Por José Manuel Simián 05/07/2012
A pocas horas del polémico fallo de la Corte Suprema de Estados Unidos sobre la ley de control migratorio en Arizona, la banda neoyorquina Outernational lanzaba en YouTube una enérgica respuesta: el video de su canción “We Are All Illegals”. Y lo que podía parecer un golpe efectista estaba respaldado por un real compromiso: el grupo venía de concluir una gira de dos meses por ambos lados de la frontera mexicano-estadounidense tras el disco del mismo título, un álbum donde se mezclan saludablemente el rock global patentado por The Clash -punk, reggae, hip-hop- con música mariachi, cumbia, canciones piratas y letras llamando a la indignación por la situación en que viven unos 11 millones de personas.

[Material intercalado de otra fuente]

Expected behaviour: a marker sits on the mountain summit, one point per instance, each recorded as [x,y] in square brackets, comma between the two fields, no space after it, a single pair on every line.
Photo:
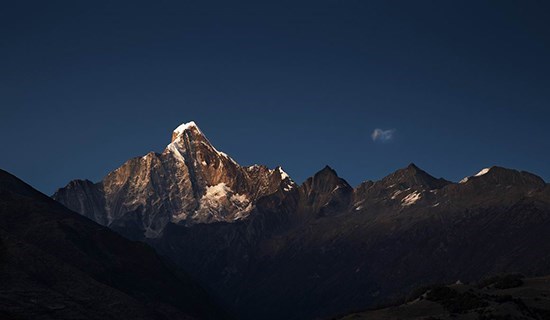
[189,182]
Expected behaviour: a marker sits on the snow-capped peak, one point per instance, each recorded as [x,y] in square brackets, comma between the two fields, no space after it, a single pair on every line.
[186,126]
[479,174]
[482,172]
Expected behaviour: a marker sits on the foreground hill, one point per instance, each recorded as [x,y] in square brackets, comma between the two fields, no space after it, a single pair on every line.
[501,297]
[56,264]
[323,247]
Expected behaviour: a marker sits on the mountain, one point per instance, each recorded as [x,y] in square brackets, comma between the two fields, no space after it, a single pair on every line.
[189,182]
[508,296]
[324,247]
[56,264]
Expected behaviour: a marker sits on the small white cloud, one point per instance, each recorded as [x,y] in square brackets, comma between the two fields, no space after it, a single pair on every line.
[382,135]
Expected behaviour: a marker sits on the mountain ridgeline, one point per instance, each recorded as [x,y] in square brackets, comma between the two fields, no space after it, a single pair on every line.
[270,249]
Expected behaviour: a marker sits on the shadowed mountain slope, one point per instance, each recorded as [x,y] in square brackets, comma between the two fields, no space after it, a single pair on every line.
[56,264]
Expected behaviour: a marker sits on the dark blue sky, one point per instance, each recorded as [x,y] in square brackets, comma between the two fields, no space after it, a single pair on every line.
[86,85]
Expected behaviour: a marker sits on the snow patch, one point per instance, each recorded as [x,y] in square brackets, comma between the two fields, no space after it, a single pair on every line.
[479,174]
[186,126]
[175,152]
[482,172]
[284,175]
[411,199]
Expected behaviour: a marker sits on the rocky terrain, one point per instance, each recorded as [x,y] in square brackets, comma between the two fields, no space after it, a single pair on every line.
[271,249]
[56,264]
[500,297]
[190,182]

Todos Somos Ilegales: We Are All Illegals es un promisorio debut, a pesar de que no lo ayude demasiado la ambición conceptual de que la música se alterne con diálogos de películas fronterizas. Más allá de los ilustres colaboradores -Chad Smith, Tom Morello, Residente y Ceci Bastida-, en sus 9 canciones se respira una urgencia política que no suele verse en el rock and roll de nuestros días. Música para pasar de la indignación a la acción.
"Todos Somos Ilegales: We Are All Illegals", de Outernational.